At about the same time, provincial policemen Hamid Majeed and Hassan Abdullah were kidnapped from their homes, and their bodies were later found dumped outside the city, Chaloub said.
Badr fighters took revenge, killing and beheading the teenage brother of the local Mahdi Army commander. The Mahdi commander was killed Thursday, setting in motion the Amarah violence.
Sunnis ignore holiday
With sectarian violence between Sunnis and Shiites also on the rise, Sunnis in Baghdad largely ignored public celebrations of the Eid al-Fitr feast marking the end of the Ramadan month of fasting. They said they feared new attacks.
A car bomb in an eastern district of the capital killed at least three people.
A member of the international force training Iraqi policemen was killed in a roadside bombing in eastern Baghdad on Sunday, the military said.
The car bomb on Baghdad’s Palestine street had targeted a police patrol, but its' victims, including 13 injured, were pedestrians, police Lt. Thair Mahmod said.

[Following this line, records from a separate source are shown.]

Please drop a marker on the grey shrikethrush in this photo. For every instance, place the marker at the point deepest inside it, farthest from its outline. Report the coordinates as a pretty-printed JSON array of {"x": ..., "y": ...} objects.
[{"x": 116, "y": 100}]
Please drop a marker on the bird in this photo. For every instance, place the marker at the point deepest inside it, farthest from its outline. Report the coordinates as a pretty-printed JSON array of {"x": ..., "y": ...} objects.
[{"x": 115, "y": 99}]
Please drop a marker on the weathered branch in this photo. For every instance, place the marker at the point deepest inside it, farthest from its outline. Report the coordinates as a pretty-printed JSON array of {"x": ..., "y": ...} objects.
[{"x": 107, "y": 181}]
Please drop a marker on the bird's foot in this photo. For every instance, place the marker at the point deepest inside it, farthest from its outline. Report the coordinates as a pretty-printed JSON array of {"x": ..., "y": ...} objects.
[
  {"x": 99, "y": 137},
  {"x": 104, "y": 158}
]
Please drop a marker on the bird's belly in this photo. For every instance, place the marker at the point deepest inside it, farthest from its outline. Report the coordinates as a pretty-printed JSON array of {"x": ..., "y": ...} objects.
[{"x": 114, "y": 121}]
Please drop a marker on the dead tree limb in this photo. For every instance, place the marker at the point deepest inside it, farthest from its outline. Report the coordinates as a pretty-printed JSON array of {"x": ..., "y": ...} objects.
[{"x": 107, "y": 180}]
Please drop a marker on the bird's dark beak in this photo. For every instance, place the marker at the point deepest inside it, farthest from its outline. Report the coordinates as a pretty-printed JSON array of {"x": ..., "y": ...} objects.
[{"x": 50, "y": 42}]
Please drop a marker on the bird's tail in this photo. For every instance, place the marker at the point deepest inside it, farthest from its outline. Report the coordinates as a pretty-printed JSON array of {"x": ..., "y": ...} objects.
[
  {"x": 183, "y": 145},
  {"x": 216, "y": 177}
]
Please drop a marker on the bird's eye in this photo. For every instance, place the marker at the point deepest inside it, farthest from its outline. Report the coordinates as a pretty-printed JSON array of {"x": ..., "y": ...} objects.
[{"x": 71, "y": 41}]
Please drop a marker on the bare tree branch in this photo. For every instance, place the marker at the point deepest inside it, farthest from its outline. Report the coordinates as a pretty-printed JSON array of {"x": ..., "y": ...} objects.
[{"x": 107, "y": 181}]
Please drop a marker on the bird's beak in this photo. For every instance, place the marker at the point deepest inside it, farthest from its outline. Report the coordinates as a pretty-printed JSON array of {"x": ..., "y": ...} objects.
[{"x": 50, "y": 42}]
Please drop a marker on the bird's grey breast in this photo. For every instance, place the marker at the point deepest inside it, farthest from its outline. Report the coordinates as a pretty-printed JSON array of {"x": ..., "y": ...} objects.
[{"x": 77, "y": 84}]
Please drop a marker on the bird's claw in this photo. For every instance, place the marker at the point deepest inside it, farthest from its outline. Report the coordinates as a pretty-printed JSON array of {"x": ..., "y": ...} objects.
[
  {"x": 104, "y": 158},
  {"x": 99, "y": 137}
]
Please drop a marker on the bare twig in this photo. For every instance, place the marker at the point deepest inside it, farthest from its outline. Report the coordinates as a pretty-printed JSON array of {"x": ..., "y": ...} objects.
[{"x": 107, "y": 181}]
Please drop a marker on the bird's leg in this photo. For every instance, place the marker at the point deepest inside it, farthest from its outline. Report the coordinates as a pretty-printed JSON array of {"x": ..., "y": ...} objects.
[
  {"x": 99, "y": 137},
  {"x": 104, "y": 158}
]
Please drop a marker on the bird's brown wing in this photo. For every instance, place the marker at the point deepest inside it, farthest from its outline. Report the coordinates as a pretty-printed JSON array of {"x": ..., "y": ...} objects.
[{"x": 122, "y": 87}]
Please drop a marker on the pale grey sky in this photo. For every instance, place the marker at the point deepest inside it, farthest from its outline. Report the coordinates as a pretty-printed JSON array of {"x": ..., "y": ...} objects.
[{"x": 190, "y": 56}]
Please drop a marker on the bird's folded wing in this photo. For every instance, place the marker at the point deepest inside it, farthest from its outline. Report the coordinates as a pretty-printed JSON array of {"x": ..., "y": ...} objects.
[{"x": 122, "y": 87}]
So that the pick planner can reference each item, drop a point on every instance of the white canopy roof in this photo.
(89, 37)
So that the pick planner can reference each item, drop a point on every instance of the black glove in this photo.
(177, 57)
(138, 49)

U.S. commanders and Iraqi officials have hoped for a reduction of violence after Ramadan.
Deadly month for Iraqis
According to an Associated Press count, October is on track to be the deadliest month for Iraqis since the AP began tracking deaths in April 2005. Through Sunday, October 22, at least 941 Iraqis have been killed in war-related violence, an average of 43 every day.
That compares to an average daily death toll of about 27 since April 2005. The AP count includes civilians, government officials and police and security forces, and is considered a minimum based on AP reporting. The actual number is likely higher, as many killings go unreported.
Iraq’s majority Shiites will celebrate the three-day Eid al-Fitr Tuesday or Wednesday, which means Monday to them could be the last day of the fast when devout Muslims refrain from food, water, sex and smoking from dawn to dusk.
Despite an increased police and army presence on the streets, many Baghdad Sunnis said they would rather stay home than risk falling victim to car bombs or Shiite death squads.
“We are telephoning friends and relatives or sending text messages to wish them a happy holiday,” said Nadhim Aziz, a math teacher from the city’s mixed district of New Baghdad.
He said he found fewer worshippers than last year when he went to a local mosque to perform the early morning prayers marking Eid al-Fitr.
“We were 50 to 60 in the mosque,” Aziz lamented. “Last year, there were about 400.”